Fresh garments

A new fabric can kill irritating smells and save you from skin diseases

Published: Wednesday 30 April 1997

Antifungal garments will be on there is good news for people who have athlete's foot, jock itch and those who have laundry baskets full of smelly socks. An acrylic fibre that can kill irritating, odour-producing microorganisms has been produced by British textile company Courtaulds.

The fibres are impregnated with antifungal and antibacterial compounds that slowly rub off onto the body of the wearer, preventing nasty niffs in the folds of the skin. "The fibres prevent the growth of bacteria and fungi that are responsible for the smells from sweat and urine that collect in underwear," says David Service, head of the Courtaulds team that developed the material. Retailers in Britain plan to launch socks, towels and bedding made from the fabrics in the next few months, and underwear and sportswear will soon follow.

The first of the 'active' polyacrylonitrile fibres to hit the market, trade-named Amicor, contains an antibacterial agent called irgasan.The compound is widely used in toothpastes, mouthwashes and hand creams. It kills a range of bacteria, including the Straphyloccoccus aureus 'superbug' that has become resistant to penicillin and other widely used antibiotics.
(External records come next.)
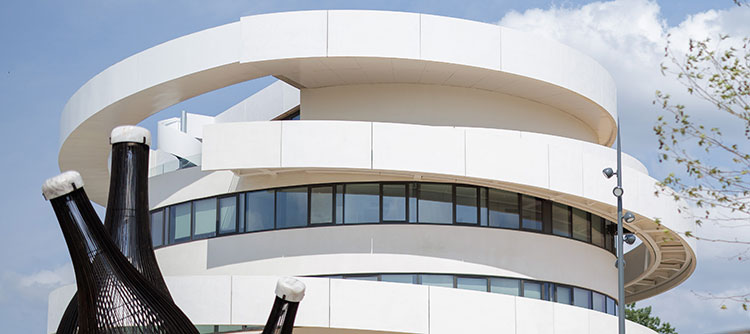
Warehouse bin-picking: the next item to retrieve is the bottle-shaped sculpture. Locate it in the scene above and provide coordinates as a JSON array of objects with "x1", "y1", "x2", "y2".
[
  {"x1": 261, "y1": 277, "x2": 305, "y2": 334},
  {"x1": 56, "y1": 125, "x2": 171, "y2": 334},
  {"x1": 42, "y1": 171, "x2": 198, "y2": 334}
]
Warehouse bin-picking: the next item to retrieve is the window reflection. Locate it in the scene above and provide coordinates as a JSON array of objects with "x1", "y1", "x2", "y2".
[
  {"x1": 276, "y1": 187, "x2": 307, "y2": 228},
  {"x1": 344, "y1": 183, "x2": 380, "y2": 224},
  {"x1": 418, "y1": 183, "x2": 453, "y2": 224},
  {"x1": 489, "y1": 189, "x2": 519, "y2": 229},
  {"x1": 245, "y1": 190, "x2": 274, "y2": 232}
]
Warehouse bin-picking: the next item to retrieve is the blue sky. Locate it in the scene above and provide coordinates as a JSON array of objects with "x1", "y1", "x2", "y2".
[{"x1": 0, "y1": 0, "x2": 750, "y2": 333}]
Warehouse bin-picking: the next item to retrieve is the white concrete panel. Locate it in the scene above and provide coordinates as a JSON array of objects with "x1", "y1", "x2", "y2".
[
  {"x1": 240, "y1": 10, "x2": 328, "y2": 62},
  {"x1": 328, "y1": 10, "x2": 419, "y2": 59},
  {"x1": 202, "y1": 122, "x2": 281, "y2": 170},
  {"x1": 589, "y1": 312, "x2": 620, "y2": 334},
  {"x1": 420, "y1": 14, "x2": 502, "y2": 70},
  {"x1": 372, "y1": 123, "x2": 466, "y2": 175},
  {"x1": 330, "y1": 279, "x2": 428, "y2": 333},
  {"x1": 231, "y1": 276, "x2": 278, "y2": 325},
  {"x1": 165, "y1": 276, "x2": 232, "y2": 325},
  {"x1": 553, "y1": 303, "x2": 598, "y2": 334},
  {"x1": 281, "y1": 121, "x2": 372, "y2": 168},
  {"x1": 515, "y1": 297, "x2": 556, "y2": 334},
  {"x1": 466, "y1": 129, "x2": 549, "y2": 188},
  {"x1": 430, "y1": 287, "x2": 516, "y2": 334}
]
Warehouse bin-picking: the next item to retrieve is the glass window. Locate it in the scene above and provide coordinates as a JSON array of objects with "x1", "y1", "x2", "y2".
[
  {"x1": 523, "y1": 281, "x2": 542, "y2": 299},
  {"x1": 591, "y1": 215, "x2": 604, "y2": 247},
  {"x1": 409, "y1": 183, "x2": 418, "y2": 223},
  {"x1": 591, "y1": 292, "x2": 607, "y2": 312},
  {"x1": 219, "y1": 196, "x2": 237, "y2": 234},
  {"x1": 276, "y1": 187, "x2": 307, "y2": 228},
  {"x1": 552, "y1": 203, "x2": 570, "y2": 237},
  {"x1": 245, "y1": 190, "x2": 274, "y2": 232},
  {"x1": 169, "y1": 202, "x2": 191, "y2": 244},
  {"x1": 237, "y1": 193, "x2": 245, "y2": 232},
  {"x1": 383, "y1": 184, "x2": 406, "y2": 222},
  {"x1": 456, "y1": 277, "x2": 487, "y2": 292},
  {"x1": 151, "y1": 210, "x2": 164, "y2": 247},
  {"x1": 521, "y1": 195, "x2": 542, "y2": 231},
  {"x1": 573, "y1": 208, "x2": 589, "y2": 241},
  {"x1": 418, "y1": 183, "x2": 453, "y2": 224},
  {"x1": 344, "y1": 183, "x2": 380, "y2": 224},
  {"x1": 489, "y1": 189, "x2": 518, "y2": 229},
  {"x1": 456, "y1": 186, "x2": 479, "y2": 224},
  {"x1": 420, "y1": 275, "x2": 453, "y2": 288},
  {"x1": 555, "y1": 285, "x2": 573, "y2": 305},
  {"x1": 310, "y1": 186, "x2": 333, "y2": 224},
  {"x1": 336, "y1": 184, "x2": 344, "y2": 224},
  {"x1": 490, "y1": 278, "x2": 521, "y2": 296},
  {"x1": 573, "y1": 288, "x2": 591, "y2": 308},
  {"x1": 479, "y1": 187, "x2": 489, "y2": 226},
  {"x1": 380, "y1": 274, "x2": 417, "y2": 284},
  {"x1": 607, "y1": 297, "x2": 617, "y2": 315},
  {"x1": 193, "y1": 198, "x2": 216, "y2": 239}
]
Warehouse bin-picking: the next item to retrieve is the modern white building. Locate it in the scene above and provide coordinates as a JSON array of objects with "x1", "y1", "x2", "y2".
[{"x1": 48, "y1": 10, "x2": 696, "y2": 334}]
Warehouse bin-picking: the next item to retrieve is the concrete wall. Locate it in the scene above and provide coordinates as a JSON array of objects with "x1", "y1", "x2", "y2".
[
  {"x1": 301, "y1": 84, "x2": 598, "y2": 143},
  {"x1": 47, "y1": 276, "x2": 655, "y2": 334}
]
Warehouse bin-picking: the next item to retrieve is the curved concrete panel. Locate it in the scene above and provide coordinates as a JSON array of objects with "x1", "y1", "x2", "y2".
[
  {"x1": 47, "y1": 275, "x2": 656, "y2": 334},
  {"x1": 59, "y1": 11, "x2": 616, "y2": 203},
  {"x1": 157, "y1": 224, "x2": 617, "y2": 296},
  {"x1": 195, "y1": 121, "x2": 695, "y2": 301}
]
Amicor Plus will be the next fibre on the line. It contains a secret antifungal agent. Courtaulds is confident that socks made from this fibre could help to keep the fungus that causes athlete's foot at bay. Similarly, underwear made from the material could combat fungi such as Candida albicans, which causes thrush. "It will stop the fungi, and the microorganisms that grow in the garment, but we've no proof yet that the material can cure the ailments themselves," says Service.

In order to get irgasan and the anti-fungal compound into the fibres and to prevent them being washed out, Courtaulds introduced globules of the agents into the polymerisation process that produces the polyacrylonitrile chains. Spinning these chains together to form fibres traps the globules inside the material. From the trapped globules the active chemicals diffuse to the surface of the fibres in a steady stream, replenishing the surface when any agent rubbed or washed off. The globules have a pretty long life and survive as long as the fabric does.